A) 12th Finance Commission
B) 13th Finance Commission
C) 14th Finance Commission
D) 15th Finance Commission
Answer: D
Explanation: The 15th Finance Commission introduced a 10% weight for demographic performance, rewarding states with lower population growth.
Why others fail: C is tempting as 14th FC increased devolution, but it did not include demographic performance as a criterion.

Question: Which of the following is a constitutional body established under Article 279A to facilitate cooperative federalism in taxation?
A) NITI Aayog
B) GST Council
C) Finance Commission
D) Inter-State Council
Answer: B
Explanation: GST Council is established under Article 279A and makes recommendations on GST rates, exemptions, and thresholds.
Why others fail: C is constitutional but under Article 280; B is the only one under Article 279A.

Question: The Aspirational Districts Programme, aimed at improving socio-economic indicators in backward districts, is an initiative of:
A) Ministry of Rural Development
B) NITI Aayog
C) Ministry of Finance
D) Planning Commission
Answer: B
Explanation: NITI Aayog launched the Aspirational Districts Programme in 2018 to rank and improve 115 districts.
Why others fail: A manages schemes like MGNREGA, but the programme’s design and monitoring are led by NITI Aayog.
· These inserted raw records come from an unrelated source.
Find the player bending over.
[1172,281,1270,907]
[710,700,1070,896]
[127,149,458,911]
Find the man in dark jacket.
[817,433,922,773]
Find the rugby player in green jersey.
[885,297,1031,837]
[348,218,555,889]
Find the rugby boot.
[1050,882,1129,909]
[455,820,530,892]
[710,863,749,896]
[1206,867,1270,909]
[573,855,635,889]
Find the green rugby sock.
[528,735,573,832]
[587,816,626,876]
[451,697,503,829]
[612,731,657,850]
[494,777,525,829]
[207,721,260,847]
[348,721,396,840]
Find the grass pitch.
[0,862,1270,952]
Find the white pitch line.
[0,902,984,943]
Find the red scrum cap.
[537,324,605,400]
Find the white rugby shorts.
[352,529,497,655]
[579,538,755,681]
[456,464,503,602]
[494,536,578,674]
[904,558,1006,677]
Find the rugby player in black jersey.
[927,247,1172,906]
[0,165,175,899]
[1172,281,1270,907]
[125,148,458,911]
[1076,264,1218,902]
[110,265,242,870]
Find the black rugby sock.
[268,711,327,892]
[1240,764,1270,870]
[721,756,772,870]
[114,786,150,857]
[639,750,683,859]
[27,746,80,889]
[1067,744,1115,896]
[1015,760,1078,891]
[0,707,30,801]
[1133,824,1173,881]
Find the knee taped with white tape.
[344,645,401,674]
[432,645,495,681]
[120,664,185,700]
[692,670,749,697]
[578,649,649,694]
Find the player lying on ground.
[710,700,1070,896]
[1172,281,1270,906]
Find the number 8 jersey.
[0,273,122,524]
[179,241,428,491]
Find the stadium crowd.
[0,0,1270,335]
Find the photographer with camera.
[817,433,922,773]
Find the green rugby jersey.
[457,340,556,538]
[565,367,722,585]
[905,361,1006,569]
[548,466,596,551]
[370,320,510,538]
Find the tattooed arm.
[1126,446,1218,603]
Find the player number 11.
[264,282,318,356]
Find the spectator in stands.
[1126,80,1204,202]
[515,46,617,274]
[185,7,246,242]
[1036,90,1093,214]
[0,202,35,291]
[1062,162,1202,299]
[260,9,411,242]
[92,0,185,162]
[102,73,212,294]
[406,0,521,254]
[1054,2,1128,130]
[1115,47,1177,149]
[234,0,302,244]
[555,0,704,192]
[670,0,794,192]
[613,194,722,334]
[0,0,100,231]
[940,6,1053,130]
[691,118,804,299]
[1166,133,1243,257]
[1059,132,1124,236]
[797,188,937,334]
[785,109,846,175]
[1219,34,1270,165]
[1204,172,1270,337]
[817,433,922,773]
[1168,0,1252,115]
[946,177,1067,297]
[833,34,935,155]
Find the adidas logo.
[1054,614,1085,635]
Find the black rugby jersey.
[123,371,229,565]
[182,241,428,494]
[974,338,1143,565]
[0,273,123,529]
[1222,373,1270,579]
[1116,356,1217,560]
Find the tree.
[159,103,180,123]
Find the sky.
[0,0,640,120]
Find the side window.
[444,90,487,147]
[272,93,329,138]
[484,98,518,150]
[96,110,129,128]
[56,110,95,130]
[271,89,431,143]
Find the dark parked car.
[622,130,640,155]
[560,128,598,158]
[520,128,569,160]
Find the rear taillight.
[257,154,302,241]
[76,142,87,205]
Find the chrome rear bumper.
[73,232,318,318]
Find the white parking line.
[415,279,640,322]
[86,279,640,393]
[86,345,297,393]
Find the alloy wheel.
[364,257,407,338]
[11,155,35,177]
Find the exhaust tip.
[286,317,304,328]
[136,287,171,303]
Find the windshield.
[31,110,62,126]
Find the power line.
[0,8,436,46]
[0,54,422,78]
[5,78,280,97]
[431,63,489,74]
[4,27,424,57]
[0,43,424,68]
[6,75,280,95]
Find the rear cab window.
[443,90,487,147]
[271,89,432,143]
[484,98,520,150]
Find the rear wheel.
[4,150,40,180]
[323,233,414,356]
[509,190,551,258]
Question: Which Finance Commission recommended the highest vertical devolution of central taxes to states?
A) 10th Finance Commission
B) 12th Finance Commission
C) 14th Finance Commission
D) 15th Finance Commission
Answer: C
Explanation: The 14th Finance Commission increased states’ share from 32% to 42%, the largest single increase.
Why others fail: D maintained the 42% level but did not increase it.

Last?Minute Revision (20–25 one?liners)

  • NITI Aayog formed on January 1, 2015, by executive resolution.
  • Planning Commission established in 1950, not by law or Constitution.
  • Finance Commission under Article 280, constituted every five years.
  • 15th Finance Commission (2020–25) chaired by N.K. Singh.
  • 14th Finance Commission increased state share to 42%.
  • 15th FC used 2011 census for 15% weight, 1971 for 15%, and added 10% for demographic performance.
  • GST Council under Article 279A, decisions by 3/4th majority.
  • NITI Aayog’s CEO is appointed by Prime Minister.
  • Punchhi Commission (2010) reviewed Centre-state relations post-Sarkaria.
  • Sarkaria Commission (1988) recommended strengthening Inter-State Council.
  • Finance Commission recommendations are recommendatory, not binding.
  • NITI Aayog does not have fund-allocation authority.
  • First Finance Commission: 1951, K.C. Niyogi.
  • Article 275 provides for statutory grants to states.
  • NITI Aayog’s SDG India Index tracks progress on 17 goals.
  • 15th FC introduced “tax effort” as a devolution criterion.
  • Aspirational Districts Programme covers 115 districts.
  • Atal Innovation Mission is under NITI Aayog.
  • Inter-State Council established under Article 263.
  • GST Council voting: Centre has 1/3 weight, states 2/3 collectively.
  • NITI Aayog replaced Planning Commission in 2015.
  • Finance Commission reviews fiscal responsibility of states.
  • 15th FC linked performance incentives to health, education, and power sector reforms.
  • NITI Aayog’s Health Index ranks states annually.
  • verify from standard source: Exact weightage of forest cover in 15th FC is 10%.